Lotus zmienia kurs: nowa hybryda typu plug-in oznacza odejście od tradycji

23

Brytyjski producent samochodów sportowych Lotus przechodzi radykalną transformację, odchodząc od swojej podstawowej filozofii prostoty i lekkiej konstrukcji. Najnowsze posunięcie firmy polegające na wprowadzeniu wyczynowej hybrydy typu plug-in (PHEV) SUV-a Eletre, nazwanej „For Me”, oznacza znaczące odejście od historycznych korzeni.

Eletre dla mnie: nowy kierunek

Lotus For Me to w istocie Eletre z dodatkiem 2,0-litrowego, czterocylindrowego silnika z turbodoładowaniem. Wygląd zewnętrzny pozostaje w dużej mierze niezmieniony, z eleganckimi reflektorami LED i przeprojektowaną osłoną chłodnicy, aby dostosować się do nowego silnika, ale układ napędowy stanowi zasadniczą zmianę.

Łączna moc silnika i dwóch silników elektrycznych sięga 952 koni mechanicznych, co pozwala na przyspieszenie od 0 do 100 km/h w zaledwie 3,3 sekundy. Akumulator o pojemności 70 kWh zapewnia zasięg 418 km w trybie całkowicie elektrycznym (cykl CLTC) z szybkim ładowaniem prądem stałym do 80 procent w osiem minut dzięki architekturze 900 V.

Wpływ Geely i chińskie powiązania

Silnik For Me pochodzi od chińskiej marki Geely Zeekr, do której należy również Lotus. W układzie napędowym zastosowano trzybiegową hybrydową skrzynię biegów (DHT), często spotykaną w chińskich hybrydach typu plug-in. Zdjęcia For Me zostały już opublikowane przez chińskie Ministerstwo Przemysłu i Technologii Informacyjnych (MIIT), co jest standardową procedurą homologacji pojazdów w tym kraju.

Współpraca podkreśla rosnącą zależność Lotus od zasobów Geely i jego strategiczne skupienie na rynku chińskim, gdzie przejrzystość regulacyjna często oznacza wczesne ujawnianie przyszłych modeli.

Cięższy i bardziej złożony lotos

For Me waży aż 2625 kg, co czyni go jednym z najcięższych samochodów, jakie kiedykolwiek nosiły plakietkę Lotus. Dodanie silnika spalinowego i powiązanych komponentów zwiększa złożoność marki, która niegdyś była synonimem minimalistycznej inżynierii.

W przeciwieństwie do tradycyjnych samochodów Lotus znanych z emocji związanych z jazdą, For Me stawia na napęd elektryczny, potencjalnie rezygnując z emocjonalnego połączenia, którego oczekują entuzjaści.

Realia rynkowe napędzają zmiany

Decyzja Lotusu o wyborze pojazdów PHEV wynika ze spowolnienia popytu na pojazdy elektryczne i zmieniających się warunków rynkowych. Pierwotnie firma planowała wycofanie silników spalinowych do 2028 r., ale obecnie zmieniła kurs, powołując się na słaby popyt na wysokiej klasy pojazdy elektryczne, zwłaszcza po wygaśnięciu federalnej ulgi podatkowej w wysokości 7500 dolarów.

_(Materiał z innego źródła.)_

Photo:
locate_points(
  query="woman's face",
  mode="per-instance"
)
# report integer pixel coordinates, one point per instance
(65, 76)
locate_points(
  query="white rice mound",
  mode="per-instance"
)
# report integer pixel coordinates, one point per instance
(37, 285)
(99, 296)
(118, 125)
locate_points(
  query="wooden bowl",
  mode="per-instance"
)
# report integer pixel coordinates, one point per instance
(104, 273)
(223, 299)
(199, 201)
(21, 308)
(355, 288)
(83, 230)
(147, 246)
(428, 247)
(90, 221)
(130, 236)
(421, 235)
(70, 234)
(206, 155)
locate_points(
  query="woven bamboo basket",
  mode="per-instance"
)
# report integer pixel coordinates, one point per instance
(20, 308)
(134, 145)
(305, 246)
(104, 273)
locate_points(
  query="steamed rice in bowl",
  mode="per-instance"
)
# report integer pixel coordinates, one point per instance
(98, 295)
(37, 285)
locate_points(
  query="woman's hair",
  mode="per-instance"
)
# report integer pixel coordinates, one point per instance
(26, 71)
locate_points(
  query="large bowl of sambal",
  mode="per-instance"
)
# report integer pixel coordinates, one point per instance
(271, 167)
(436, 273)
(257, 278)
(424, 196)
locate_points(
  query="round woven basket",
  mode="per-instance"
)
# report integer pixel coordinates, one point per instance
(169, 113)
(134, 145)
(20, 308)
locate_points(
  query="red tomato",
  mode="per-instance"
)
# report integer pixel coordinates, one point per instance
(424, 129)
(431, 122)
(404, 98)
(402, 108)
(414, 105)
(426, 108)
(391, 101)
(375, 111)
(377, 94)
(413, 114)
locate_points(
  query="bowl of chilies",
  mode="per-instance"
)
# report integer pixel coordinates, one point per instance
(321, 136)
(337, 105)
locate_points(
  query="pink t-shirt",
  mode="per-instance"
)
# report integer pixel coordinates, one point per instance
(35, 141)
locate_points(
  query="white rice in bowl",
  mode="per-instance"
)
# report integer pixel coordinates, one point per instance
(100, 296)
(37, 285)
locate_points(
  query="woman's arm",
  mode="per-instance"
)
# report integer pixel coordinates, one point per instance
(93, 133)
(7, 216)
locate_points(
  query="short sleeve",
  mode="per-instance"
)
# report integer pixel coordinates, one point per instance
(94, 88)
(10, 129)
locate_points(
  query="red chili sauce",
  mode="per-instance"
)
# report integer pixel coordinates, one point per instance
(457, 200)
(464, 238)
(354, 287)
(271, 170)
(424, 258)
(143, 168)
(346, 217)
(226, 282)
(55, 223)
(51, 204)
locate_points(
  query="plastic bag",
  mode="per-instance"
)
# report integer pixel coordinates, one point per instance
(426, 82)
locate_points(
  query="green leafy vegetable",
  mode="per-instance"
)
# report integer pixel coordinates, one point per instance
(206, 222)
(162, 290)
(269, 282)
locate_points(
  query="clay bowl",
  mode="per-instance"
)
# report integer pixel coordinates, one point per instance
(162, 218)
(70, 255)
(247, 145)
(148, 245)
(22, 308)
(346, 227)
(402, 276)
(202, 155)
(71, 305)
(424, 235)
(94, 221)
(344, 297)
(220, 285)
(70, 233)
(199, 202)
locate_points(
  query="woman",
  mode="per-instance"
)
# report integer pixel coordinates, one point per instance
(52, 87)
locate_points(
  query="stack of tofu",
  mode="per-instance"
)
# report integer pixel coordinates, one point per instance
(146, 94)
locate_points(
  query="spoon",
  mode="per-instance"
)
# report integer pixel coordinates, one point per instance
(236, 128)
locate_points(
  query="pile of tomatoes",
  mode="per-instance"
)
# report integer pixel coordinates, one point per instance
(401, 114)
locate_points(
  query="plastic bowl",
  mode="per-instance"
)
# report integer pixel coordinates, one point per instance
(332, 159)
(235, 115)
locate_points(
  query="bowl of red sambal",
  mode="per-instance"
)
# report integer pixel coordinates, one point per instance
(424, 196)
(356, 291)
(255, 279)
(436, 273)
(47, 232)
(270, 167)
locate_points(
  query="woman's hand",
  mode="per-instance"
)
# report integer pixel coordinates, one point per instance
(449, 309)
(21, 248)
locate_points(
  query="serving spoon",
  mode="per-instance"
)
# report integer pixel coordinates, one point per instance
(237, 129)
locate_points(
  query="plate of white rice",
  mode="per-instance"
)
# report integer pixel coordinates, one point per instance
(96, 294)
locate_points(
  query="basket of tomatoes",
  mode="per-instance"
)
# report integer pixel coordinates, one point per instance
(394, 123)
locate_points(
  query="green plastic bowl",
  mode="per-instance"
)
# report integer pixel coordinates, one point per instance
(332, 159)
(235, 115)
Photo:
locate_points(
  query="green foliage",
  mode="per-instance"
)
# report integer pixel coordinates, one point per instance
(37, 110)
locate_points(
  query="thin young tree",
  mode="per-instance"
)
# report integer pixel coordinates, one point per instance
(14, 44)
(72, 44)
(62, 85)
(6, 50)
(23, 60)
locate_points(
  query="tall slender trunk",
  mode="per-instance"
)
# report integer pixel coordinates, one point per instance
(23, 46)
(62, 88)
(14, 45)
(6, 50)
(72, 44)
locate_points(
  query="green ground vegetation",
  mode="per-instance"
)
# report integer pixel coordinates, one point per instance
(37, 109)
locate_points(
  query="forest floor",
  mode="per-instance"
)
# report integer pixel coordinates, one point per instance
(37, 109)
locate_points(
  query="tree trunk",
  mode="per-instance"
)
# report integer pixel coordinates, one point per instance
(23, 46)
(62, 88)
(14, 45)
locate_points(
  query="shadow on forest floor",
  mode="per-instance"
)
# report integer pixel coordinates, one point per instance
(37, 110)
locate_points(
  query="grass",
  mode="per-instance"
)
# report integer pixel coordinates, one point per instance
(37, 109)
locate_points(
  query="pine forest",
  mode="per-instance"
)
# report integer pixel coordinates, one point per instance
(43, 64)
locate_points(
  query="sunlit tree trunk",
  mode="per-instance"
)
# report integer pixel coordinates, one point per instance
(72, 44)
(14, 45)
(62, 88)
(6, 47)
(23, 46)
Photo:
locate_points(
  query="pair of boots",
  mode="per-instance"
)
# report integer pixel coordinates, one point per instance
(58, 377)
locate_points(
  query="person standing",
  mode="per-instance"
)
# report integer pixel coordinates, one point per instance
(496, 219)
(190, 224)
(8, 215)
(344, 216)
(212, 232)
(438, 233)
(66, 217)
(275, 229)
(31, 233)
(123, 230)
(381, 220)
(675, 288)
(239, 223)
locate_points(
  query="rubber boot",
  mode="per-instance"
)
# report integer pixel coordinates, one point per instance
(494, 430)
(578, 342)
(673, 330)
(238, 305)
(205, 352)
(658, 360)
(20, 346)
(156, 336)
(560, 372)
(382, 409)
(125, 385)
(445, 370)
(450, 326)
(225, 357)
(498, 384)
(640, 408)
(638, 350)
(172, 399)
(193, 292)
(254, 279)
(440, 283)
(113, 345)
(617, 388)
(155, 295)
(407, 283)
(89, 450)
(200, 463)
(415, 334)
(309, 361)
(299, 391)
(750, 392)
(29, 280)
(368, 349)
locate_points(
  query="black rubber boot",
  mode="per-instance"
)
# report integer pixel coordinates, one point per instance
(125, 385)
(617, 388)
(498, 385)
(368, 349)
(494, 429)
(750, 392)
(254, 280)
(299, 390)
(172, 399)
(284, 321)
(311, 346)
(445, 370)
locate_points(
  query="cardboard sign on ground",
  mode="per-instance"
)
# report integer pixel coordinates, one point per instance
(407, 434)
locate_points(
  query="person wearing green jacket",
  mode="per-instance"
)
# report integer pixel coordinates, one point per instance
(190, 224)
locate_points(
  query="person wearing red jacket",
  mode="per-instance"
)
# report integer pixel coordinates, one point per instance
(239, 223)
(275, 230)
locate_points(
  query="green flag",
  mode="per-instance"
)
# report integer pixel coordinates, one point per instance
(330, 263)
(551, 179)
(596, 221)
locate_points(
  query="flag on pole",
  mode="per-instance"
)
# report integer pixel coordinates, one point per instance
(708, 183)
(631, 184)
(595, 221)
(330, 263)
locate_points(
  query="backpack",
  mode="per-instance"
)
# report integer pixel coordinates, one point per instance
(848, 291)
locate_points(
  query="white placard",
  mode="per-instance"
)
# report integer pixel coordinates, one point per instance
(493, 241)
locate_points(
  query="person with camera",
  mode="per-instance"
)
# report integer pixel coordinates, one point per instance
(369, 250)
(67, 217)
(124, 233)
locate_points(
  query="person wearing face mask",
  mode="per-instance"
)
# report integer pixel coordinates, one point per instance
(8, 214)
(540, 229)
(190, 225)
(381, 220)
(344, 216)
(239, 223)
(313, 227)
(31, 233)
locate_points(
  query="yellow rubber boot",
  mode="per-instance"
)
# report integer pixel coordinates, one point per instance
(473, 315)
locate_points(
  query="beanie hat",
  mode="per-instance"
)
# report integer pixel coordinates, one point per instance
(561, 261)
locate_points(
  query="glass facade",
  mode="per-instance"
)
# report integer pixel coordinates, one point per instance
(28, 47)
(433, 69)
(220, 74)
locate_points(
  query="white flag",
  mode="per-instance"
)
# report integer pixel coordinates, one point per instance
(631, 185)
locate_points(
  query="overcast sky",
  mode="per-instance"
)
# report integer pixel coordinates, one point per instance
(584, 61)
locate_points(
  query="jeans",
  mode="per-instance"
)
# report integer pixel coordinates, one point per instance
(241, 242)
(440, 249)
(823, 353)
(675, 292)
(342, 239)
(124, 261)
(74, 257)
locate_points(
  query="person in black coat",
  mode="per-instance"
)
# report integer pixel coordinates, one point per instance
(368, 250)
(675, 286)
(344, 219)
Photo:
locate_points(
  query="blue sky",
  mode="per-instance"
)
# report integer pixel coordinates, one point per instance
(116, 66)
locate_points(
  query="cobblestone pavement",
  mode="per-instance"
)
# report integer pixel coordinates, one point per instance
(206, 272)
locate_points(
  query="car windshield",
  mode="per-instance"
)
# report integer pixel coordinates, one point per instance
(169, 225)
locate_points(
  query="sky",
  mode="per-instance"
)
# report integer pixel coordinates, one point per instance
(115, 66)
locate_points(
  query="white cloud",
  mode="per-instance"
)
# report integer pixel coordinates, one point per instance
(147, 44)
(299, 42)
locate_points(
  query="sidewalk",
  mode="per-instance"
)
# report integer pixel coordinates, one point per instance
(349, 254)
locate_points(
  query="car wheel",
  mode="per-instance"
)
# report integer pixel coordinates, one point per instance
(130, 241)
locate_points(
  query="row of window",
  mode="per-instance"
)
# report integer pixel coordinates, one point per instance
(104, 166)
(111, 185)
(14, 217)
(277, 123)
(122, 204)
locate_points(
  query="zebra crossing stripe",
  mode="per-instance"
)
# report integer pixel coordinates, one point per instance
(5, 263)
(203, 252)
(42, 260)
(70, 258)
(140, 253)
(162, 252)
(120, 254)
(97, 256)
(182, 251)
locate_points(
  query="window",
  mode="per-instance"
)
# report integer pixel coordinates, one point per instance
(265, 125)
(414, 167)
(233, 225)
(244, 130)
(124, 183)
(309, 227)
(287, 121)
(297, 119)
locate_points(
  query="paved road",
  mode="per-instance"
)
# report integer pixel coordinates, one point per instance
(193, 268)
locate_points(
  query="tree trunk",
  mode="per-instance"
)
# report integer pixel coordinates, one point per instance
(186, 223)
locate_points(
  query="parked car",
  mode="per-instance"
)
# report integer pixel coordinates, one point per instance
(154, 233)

For Me ma na celu wypełnienie luki do czasu powrotu popytu na pojazdy elektryczne i planuje wprowadzenie wersji PHEV innych modeli, w tym samochodu sportowego Emira w 2027 r. i ewentualnie sedana Emeya.

Ograniczone perspektywy w USA

Lotus For Me pojawi się najpierw w Chinach, a następnie prawdopodobnie dotrze do Europy pod koniec 2026 roku. Jego pojawienie się w USA jest mało prawdopodobne ze względu na cła na samochody produkowane w Chinach. Sam Eletre bardziej przypomina Zeekra lub Volvo niż lekkie samochody sportowe, które definiowały Lotus pod rządami Colina Chapmana.

Ostatnie decyzje Lotus są pragmatyczną odpowiedzią na presję rynku, ale stanowią także istotne odejście od historycznej tożsamości marki. For Me sygnalizuje nową erę dla Lotusa, w której praktyczność i opłacalność komercyjna mogą mieć pierwszeństwo przed pogonią za czystą przyjemnością z jazdy.